A partir daí, fiquei tentando descobrir quem seria o gatinho. E percebi que esse é o grande ponto. Quando conhecemos o gatinho, sabemos o que ele espera de nós e o que verdadeiramente podemos fazer por ele, tudo se torna incrivelmente mais simples. Raramente ele se decepciona conosco. Esse é um princípio básico da publicidade e acredito que o Olivetto nos disse isso de alguma maneira, usando sua experiência e bagagem. Nesse ponto, concordei com ele. Será que estamos gastando a energia necessária para descobrir quem é o gatinho antes de partir para a ação? Será que sabemos separar os gatinhos ou queremos tratar todos do mesmo jeito?

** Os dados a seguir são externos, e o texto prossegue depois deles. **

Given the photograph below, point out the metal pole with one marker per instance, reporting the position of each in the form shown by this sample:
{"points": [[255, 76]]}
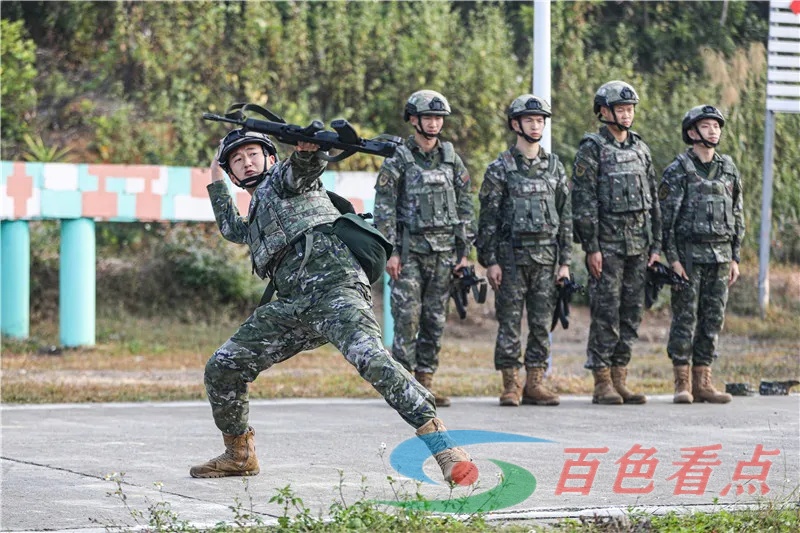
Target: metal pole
{"points": [[541, 58], [15, 279], [766, 214], [77, 282], [542, 80]]}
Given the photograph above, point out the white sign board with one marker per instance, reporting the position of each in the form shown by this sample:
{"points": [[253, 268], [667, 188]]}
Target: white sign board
{"points": [[783, 59]]}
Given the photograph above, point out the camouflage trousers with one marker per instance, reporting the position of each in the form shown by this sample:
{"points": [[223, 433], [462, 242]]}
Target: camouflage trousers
{"points": [[698, 313], [419, 309], [616, 302], [525, 286], [341, 315]]}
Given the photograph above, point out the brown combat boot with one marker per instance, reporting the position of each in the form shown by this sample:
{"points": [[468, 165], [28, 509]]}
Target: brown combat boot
{"points": [[619, 374], [683, 384], [702, 388], [239, 458], [535, 393], [426, 379], [512, 388], [456, 464], [604, 392]]}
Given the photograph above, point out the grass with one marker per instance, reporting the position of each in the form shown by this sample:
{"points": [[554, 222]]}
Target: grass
{"points": [[364, 516]]}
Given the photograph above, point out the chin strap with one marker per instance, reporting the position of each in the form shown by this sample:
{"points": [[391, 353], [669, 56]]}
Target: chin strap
{"points": [[615, 122], [425, 134], [521, 133], [702, 140], [252, 181]]}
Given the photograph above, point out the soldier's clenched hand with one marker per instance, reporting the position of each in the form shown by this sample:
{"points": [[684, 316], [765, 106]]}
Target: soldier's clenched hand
{"points": [[495, 276]]}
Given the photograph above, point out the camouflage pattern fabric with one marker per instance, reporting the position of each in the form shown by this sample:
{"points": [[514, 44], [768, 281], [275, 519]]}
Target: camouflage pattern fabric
{"points": [[494, 235], [614, 196], [278, 212], [419, 295], [684, 197], [698, 313], [615, 212], [323, 296], [528, 266], [704, 241], [419, 309], [534, 288], [393, 206], [616, 303]]}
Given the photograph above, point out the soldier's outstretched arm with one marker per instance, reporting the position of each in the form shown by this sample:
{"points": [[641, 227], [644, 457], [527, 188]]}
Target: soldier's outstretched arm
{"points": [[232, 226], [387, 188], [301, 172]]}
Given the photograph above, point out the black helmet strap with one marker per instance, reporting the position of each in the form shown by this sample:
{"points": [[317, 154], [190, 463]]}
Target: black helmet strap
{"points": [[702, 140], [615, 122], [418, 129], [521, 132], [252, 181]]}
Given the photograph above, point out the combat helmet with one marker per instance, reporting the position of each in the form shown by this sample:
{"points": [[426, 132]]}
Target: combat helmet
{"points": [[695, 115], [527, 104], [240, 137], [426, 102], [611, 94]]}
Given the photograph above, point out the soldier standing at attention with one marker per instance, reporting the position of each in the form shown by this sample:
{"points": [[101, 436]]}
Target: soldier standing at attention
{"points": [[423, 205], [525, 243], [701, 202], [617, 220], [323, 296]]}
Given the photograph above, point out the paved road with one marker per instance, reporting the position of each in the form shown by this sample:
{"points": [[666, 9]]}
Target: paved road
{"points": [[55, 458]]}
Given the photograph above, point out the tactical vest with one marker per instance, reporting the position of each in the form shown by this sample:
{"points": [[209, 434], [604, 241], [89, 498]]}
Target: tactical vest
{"points": [[430, 196], [277, 222], [622, 178], [710, 201], [529, 210]]}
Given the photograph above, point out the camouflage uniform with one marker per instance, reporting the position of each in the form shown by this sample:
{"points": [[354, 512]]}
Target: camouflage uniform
{"points": [[423, 205], [616, 213], [703, 216], [323, 296], [525, 225]]}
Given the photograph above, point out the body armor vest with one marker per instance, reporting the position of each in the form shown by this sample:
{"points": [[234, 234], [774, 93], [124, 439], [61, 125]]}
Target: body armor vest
{"points": [[277, 222], [710, 201], [529, 210], [429, 196], [622, 176]]}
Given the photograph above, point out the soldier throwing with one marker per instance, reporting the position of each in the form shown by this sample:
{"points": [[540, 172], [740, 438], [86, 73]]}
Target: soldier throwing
{"points": [[618, 222], [323, 296], [524, 236], [423, 205], [701, 202]]}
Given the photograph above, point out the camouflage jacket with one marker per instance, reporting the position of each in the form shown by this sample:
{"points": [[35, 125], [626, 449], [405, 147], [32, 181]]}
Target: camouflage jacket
{"points": [[287, 204], [396, 207], [702, 209], [512, 186], [614, 196]]}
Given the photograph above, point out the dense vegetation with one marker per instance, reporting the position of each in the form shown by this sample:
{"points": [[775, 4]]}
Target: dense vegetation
{"points": [[126, 82]]}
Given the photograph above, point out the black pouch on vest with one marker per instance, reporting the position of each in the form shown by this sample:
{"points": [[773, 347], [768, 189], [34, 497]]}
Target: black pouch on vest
{"points": [[368, 245]]}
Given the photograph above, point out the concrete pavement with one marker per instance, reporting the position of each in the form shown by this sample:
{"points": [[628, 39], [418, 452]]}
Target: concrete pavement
{"points": [[535, 461]]}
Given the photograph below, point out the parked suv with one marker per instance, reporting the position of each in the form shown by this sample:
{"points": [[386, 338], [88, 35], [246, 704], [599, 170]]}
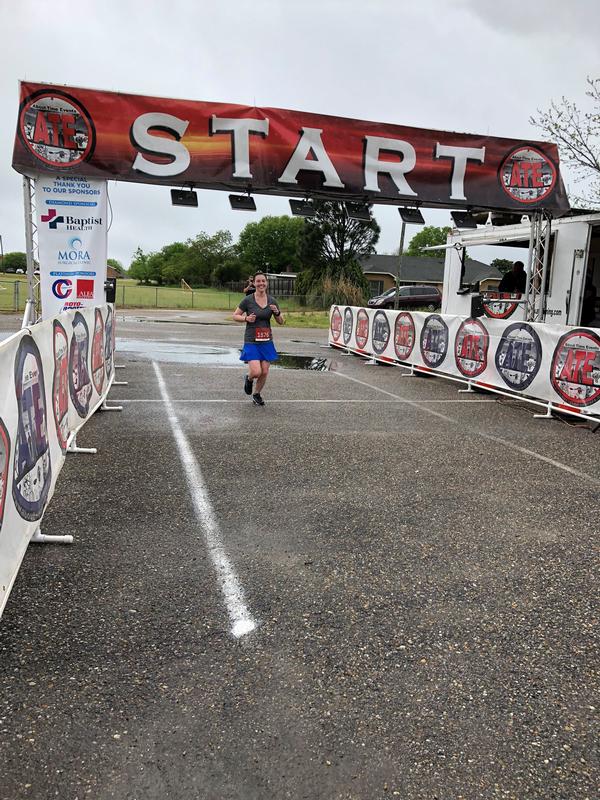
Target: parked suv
{"points": [[410, 296]]}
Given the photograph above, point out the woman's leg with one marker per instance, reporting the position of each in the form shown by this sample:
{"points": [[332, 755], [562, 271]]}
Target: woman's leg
{"points": [[264, 371], [254, 370], [253, 373]]}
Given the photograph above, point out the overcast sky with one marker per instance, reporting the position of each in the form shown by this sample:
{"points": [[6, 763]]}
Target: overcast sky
{"points": [[479, 66]]}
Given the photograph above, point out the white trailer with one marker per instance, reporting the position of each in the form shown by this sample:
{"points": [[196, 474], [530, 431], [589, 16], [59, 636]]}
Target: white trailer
{"points": [[562, 254]]}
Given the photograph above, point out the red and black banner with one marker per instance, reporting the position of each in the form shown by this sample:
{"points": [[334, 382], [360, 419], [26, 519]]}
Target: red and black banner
{"points": [[97, 134]]}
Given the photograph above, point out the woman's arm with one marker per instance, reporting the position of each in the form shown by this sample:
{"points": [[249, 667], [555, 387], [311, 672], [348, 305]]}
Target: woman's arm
{"points": [[279, 318]]}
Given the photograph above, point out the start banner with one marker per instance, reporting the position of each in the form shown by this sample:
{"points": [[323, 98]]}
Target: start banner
{"points": [[548, 363], [72, 242], [54, 375], [111, 135]]}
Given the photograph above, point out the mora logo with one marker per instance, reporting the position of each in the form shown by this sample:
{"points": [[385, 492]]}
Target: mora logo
{"points": [[75, 253], [62, 288]]}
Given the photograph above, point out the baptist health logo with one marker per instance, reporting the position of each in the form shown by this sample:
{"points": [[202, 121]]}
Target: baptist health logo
{"points": [[71, 223], [75, 253]]}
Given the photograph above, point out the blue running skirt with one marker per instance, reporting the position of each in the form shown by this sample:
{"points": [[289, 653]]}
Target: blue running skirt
{"points": [[259, 351]]}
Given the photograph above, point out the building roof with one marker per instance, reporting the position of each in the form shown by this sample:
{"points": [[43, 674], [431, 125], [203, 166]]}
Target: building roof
{"points": [[426, 270]]}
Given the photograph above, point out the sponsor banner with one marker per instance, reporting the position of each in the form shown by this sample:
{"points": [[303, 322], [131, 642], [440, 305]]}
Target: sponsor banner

Olivetto representa o que temos de melhor na publicidade brasileira e por tudo que ele já fez, sua opinião tem o poder de sacudir o mercado. Todos querem concordar com ele, por ele ser quem é e por admiramos tanto o seu legado. Mas as pessoas que nós amamos nos decepcionam vez ou outra. Ôhhh Nau! Concordo que algumas ideias são tão incríveis que justificam vários prêmios de criatividade, mas não acredito que a grande maioria dos criativos e dos profissionais de marketing já não tenham visto, depois de todo o percurso que já percorremos, que a criatividade, ao assumir também o compromisso de apoiar e promover mudanças que nos tornarão pessoas melhores e capazes de conviver com mais empatia e respeito ao outro, será incrivelmente mais reconhecida e poderosa do que sempre foi. Modismo ou não, um pouco de empatia pode tocar o coração das pessoas e isso pode ser transformador em apenas um lar, mas não deixará de ser valioso. E, cá entre nós, eu duvido que uma geração que cresça tendo acesso a campanhas que inspiram respeito à diversidade e cooperação já não esteja promovendo as mudanças que tanto queremos.
Ôhhh Olivetto! Dessa vez, só dessa vez, você me arranhou. Mas sei que estamos todos alvoroçados.